The SPR experiment further verifies that berberine interacts with UHRF1 TTD-PHD structure domain, amino acid No. 235 is a combined active center, R is mutated into A by using a point mutation technology, so that the equilibrium dissociation constant of UHRF1 protein and berberine is increased from 1.27E-06 to 9.61E-04, and the equilibrium dissociation constant of TTD-PHD protein and berberine is increased from 2.96E-06 to 2.25E-03.

It has been shown that hemimethylated DNA (hm-DNA) can open the tightly folded structure of UHRF1 to promote the binding of UHRF1 and H3K9me2/3, and in order to further verify the binding of berberine and UHRF1, this patent synthesizes hm-DNA (12-bp, upper strand5 '-GAGGCCXGCCTGC-3' and lower strand 5'-GCAGGCGGCCTC-3', X: 5-methyleoxyethylene), uniformly mixes UHRF1 and hm-DNA at a molar ratio of UHRF1/hm-DNA of 1:2, and verifies the SPR experiment after the complex is incubated at 4 ℃ for 10 min.

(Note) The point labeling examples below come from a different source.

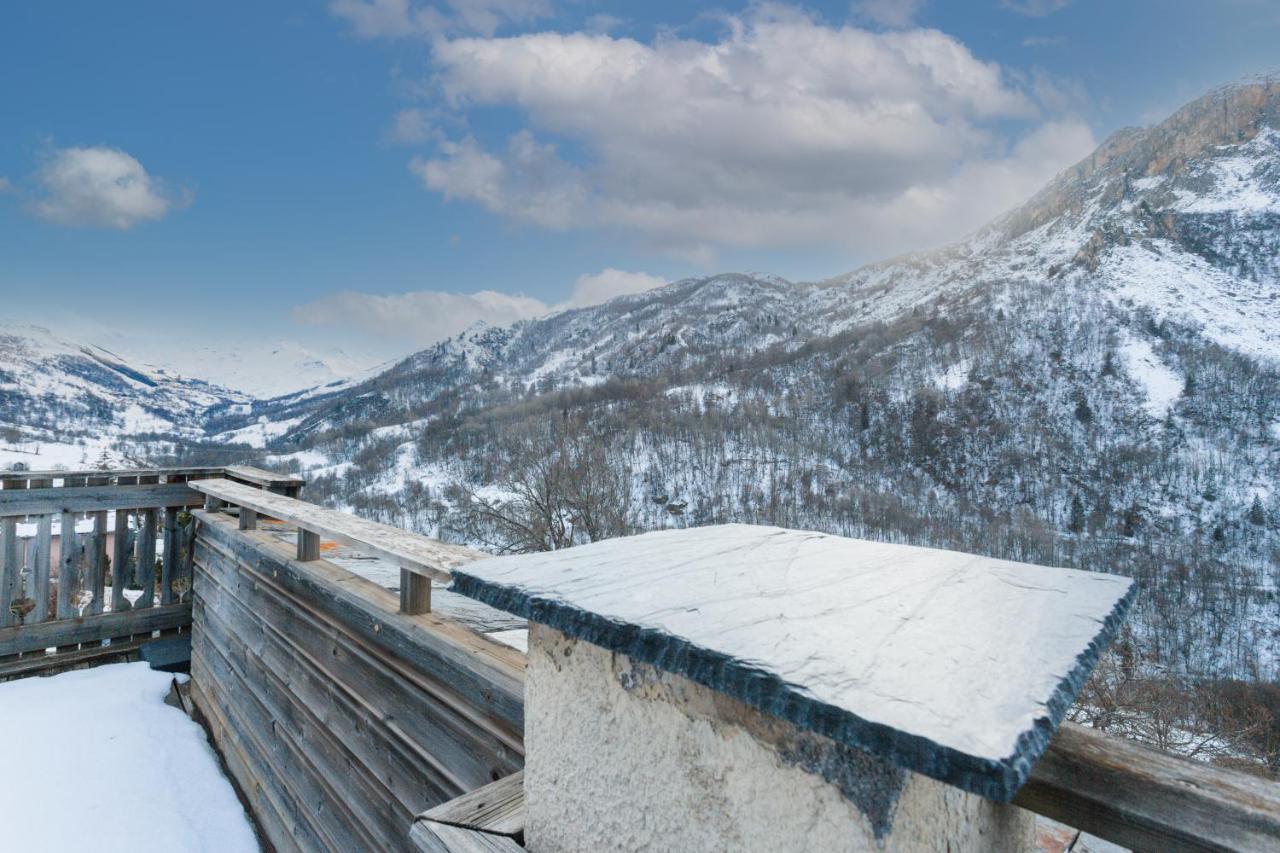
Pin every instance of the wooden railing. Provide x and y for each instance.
(63, 588)
(1110, 788)
(339, 708)
(310, 651)
(419, 557)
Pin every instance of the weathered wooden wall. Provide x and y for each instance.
(339, 717)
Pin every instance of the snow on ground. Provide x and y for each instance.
(144, 774)
(1161, 383)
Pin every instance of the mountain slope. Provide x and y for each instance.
(1091, 379)
(72, 405)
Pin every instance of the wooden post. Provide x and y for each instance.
(68, 565)
(309, 546)
(40, 568)
(415, 593)
(97, 552)
(168, 570)
(10, 561)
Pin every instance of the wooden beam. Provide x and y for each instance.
(309, 546)
(96, 552)
(87, 629)
(54, 474)
(497, 808)
(1146, 799)
(95, 498)
(442, 838)
(411, 551)
(484, 671)
(415, 593)
(269, 480)
(10, 560)
(41, 664)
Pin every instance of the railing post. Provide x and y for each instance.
(415, 593)
(309, 546)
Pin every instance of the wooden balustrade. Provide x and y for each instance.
(339, 634)
(63, 587)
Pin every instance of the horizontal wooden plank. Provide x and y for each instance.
(39, 662)
(487, 674)
(49, 474)
(346, 719)
(87, 629)
(1146, 799)
(448, 744)
(407, 550)
(442, 838)
(263, 478)
(94, 498)
(497, 807)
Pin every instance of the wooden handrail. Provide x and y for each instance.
(269, 480)
(414, 553)
(1146, 799)
(53, 474)
(95, 498)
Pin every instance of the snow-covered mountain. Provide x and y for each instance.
(1092, 379)
(71, 405)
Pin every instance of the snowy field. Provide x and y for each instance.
(100, 762)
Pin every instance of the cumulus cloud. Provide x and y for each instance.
(611, 283)
(426, 316)
(101, 187)
(1036, 8)
(410, 126)
(888, 13)
(785, 132)
(403, 18)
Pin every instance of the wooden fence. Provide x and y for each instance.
(73, 543)
(341, 711)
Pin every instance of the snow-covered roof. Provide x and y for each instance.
(952, 665)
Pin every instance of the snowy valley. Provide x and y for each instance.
(1091, 381)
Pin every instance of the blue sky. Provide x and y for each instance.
(355, 173)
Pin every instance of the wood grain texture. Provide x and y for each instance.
(407, 550)
(263, 479)
(497, 808)
(1147, 799)
(41, 664)
(95, 498)
(341, 719)
(88, 629)
(442, 838)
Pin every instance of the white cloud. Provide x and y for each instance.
(403, 18)
(426, 316)
(410, 126)
(1036, 8)
(611, 283)
(888, 13)
(785, 132)
(103, 187)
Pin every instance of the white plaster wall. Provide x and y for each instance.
(624, 757)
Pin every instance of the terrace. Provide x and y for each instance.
(368, 688)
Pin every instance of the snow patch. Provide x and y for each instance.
(1161, 384)
(106, 730)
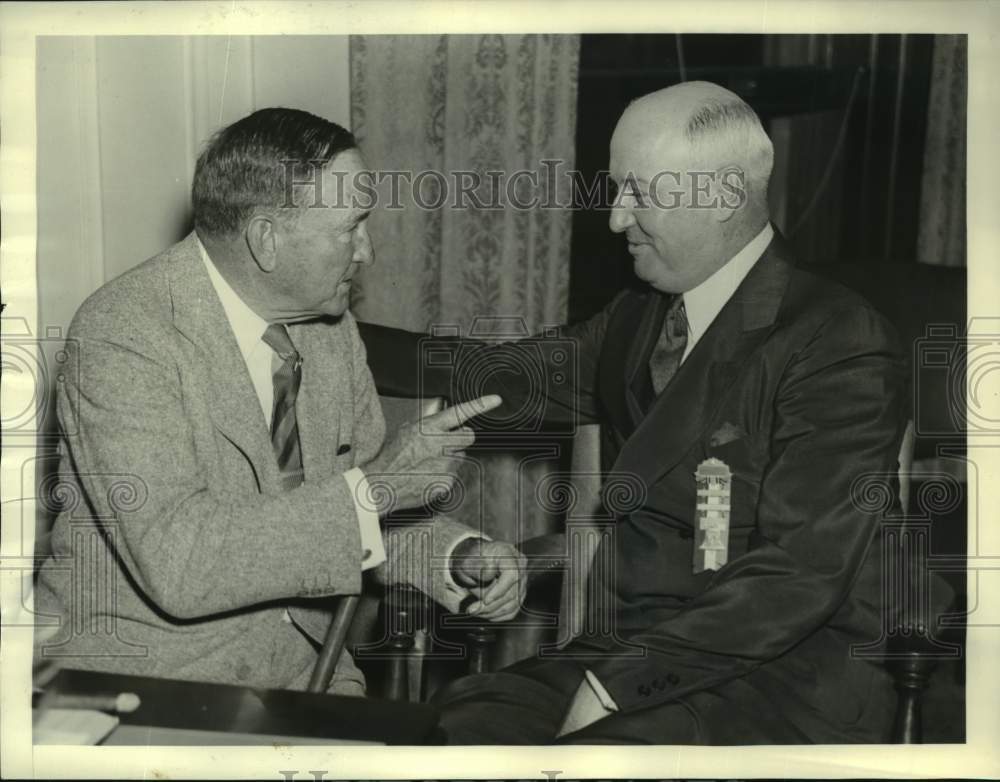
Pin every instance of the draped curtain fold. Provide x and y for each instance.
(476, 104)
(941, 239)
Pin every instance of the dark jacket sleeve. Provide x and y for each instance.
(547, 381)
(838, 415)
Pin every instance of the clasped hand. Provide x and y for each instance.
(417, 465)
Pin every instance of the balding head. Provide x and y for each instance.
(699, 163)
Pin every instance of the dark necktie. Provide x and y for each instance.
(669, 350)
(284, 426)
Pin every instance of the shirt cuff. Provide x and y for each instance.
(372, 545)
(602, 695)
(449, 581)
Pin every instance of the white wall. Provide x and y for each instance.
(120, 124)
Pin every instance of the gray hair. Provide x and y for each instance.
(730, 131)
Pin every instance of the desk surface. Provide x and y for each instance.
(184, 712)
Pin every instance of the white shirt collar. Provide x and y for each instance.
(246, 324)
(703, 302)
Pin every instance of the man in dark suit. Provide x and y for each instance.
(793, 384)
(222, 437)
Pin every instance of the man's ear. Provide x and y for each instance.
(262, 241)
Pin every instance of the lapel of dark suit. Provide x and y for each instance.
(233, 403)
(683, 410)
(638, 383)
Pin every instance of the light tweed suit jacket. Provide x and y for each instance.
(176, 552)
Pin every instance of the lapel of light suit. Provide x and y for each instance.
(681, 413)
(324, 371)
(233, 403)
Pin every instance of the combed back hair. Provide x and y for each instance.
(249, 166)
(730, 131)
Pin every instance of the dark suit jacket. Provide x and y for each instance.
(798, 386)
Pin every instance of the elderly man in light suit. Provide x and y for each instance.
(223, 386)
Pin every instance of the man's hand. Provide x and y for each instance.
(585, 710)
(417, 464)
(494, 572)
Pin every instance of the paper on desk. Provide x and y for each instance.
(77, 727)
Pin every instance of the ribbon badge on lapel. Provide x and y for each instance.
(713, 480)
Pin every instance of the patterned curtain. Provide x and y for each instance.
(468, 106)
(941, 240)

The result shows that hmDNA can promote the combination of UHRF1 and BBR, and the KD value of BBR-UHRF1-hmDNA is 4.60E-07, which indicates that the KD values of berberine and UHRF1 are true.

Example 4: UHRF1 is highly expressed in MM and suggests poor prognosis

In order to investigate the expression level of a target protein UHRF1 of berberine in MM, the method firstly uses lymphocyte separating liquid to separate 3 groups of hPBMCs from 3 normal human peripheral blood, extracts CD138 positive cells from a bone marrow specimen of 3 MM patients, and then uses western blotting to detect the expression level of UHRF1 protein in the CD138 positive cells, the normal human PBMCs and the MM cell strain protein of the MM patients.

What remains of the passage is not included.